An education leader told ABC that the pullback—however brief—marked a “tremendous victory.” However, it’s too early to celebrate. Republicans have been seeking to shutter the DOE since it was established under Jimmy Carter in 1979, and finally doing so was a key goal of Project 2025, the Heritage Foundation’s governing blueprint, which Trump claimed to “know nothing about” during the 2024 campaign, but has followed since taking office. The DOE remains under threat; it is perhaps more a question of when, and how, Trump tries to blow it up.
If he does indeed try to eliminate it through an executive order, Trump would once again be defying the separation of powers at the heart of the American system and would almost certainly face legal challenges. But if he gets his way, the end of the DOE would have enormous effects on education in the United States.
Those impacts could be particularly disastrous if the administration implements them with the care it has demonstrated in its other efforts to gut the federal government—a crusade led by Elon Musk, whose unilateral moves to radically reshape the government have made even some in the GOP anxious.

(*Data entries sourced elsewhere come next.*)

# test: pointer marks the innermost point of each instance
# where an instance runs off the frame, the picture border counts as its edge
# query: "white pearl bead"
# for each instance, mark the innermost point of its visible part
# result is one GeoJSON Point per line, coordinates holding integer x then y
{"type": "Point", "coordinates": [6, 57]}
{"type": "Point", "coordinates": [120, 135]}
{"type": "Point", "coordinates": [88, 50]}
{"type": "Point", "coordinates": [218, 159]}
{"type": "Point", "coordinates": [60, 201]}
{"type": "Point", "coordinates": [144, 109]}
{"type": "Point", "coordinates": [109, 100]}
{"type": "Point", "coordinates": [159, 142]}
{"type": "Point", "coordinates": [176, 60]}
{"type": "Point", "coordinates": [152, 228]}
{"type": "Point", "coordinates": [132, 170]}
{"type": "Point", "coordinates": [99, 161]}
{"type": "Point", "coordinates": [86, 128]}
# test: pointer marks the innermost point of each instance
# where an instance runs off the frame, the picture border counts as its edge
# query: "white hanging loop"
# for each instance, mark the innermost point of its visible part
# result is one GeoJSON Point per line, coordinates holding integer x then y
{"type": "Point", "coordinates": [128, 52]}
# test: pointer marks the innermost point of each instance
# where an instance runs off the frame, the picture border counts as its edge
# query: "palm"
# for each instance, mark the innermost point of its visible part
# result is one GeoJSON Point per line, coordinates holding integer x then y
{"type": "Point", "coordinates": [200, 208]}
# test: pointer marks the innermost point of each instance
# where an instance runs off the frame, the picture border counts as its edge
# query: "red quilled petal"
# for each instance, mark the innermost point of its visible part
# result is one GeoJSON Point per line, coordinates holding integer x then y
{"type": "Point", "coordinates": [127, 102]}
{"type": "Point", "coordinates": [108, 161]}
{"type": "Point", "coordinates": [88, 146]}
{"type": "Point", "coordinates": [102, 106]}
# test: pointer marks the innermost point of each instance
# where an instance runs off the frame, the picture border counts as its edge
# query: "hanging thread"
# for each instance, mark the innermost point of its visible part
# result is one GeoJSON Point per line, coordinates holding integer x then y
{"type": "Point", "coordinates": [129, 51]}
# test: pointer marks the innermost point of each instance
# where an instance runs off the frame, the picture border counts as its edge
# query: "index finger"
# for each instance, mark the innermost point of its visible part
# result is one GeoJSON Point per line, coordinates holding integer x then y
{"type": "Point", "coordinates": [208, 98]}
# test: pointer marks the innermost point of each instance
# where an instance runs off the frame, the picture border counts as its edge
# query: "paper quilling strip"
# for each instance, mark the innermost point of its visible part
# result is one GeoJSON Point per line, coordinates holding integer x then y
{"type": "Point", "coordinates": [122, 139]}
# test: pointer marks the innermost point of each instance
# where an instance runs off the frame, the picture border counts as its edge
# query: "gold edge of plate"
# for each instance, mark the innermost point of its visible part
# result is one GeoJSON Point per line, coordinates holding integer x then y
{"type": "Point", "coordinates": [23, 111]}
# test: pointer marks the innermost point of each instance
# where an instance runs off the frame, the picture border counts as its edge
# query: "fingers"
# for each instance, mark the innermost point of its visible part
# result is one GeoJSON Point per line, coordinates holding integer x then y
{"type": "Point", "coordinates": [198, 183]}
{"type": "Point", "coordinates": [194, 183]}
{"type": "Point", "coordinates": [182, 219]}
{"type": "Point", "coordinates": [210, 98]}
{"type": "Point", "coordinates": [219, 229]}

In a meeting with House Republicans on Wednesday, Musk defended his haphazard approach, which has included scrambles to rehire federal employees caught up in his mass firings. According to Politico, Musk told lawmakers that he and his administration-adjacent Department of Government Efficiency “can’t bat a thousand all the time.”
That blasé response to the chaos he’s sowed seemed sufficient enough for the Republicans present, who suggested they might move to codify his cuts through legislation—in a sense, retroactively asserting their congressional authority. “He said he’s making mistakes. He’ll correct them, but his mission is to uncover where our tax money is,” Republican Congressman Ralph Norman told Politico. “Let the chips fall where they may.”
Musk’s “let the chips fall where they may” approach also seems good enough for some of the Trump-installed agency heads, like acting Social Security Administration commissioner Leland Dudek, who told advocates that DOGE—a band of “outsiders who are unfamiliar with the nuances of SSA programs”—are effectively in control of social insurance program. “DOGE people are learning and they will make mistakes,” Dudek said, according to The Washington Post. “But we have to let them see what is going on at SSA.”
Musk’s apparent takeover of Social Security—which Americans pay into, and which more than 70 million depend on—is emblematic of his and Trump’s broader project: Taking a wrecking ball to things they don’t understand, under the flimsiest of pretenses, with little regard for the consequences their actions will have for the public they claim to be serving.
“It’s just chaos, people are terrified, and no one knows anything,” one SSA employee told the Post, “including our supervisors.”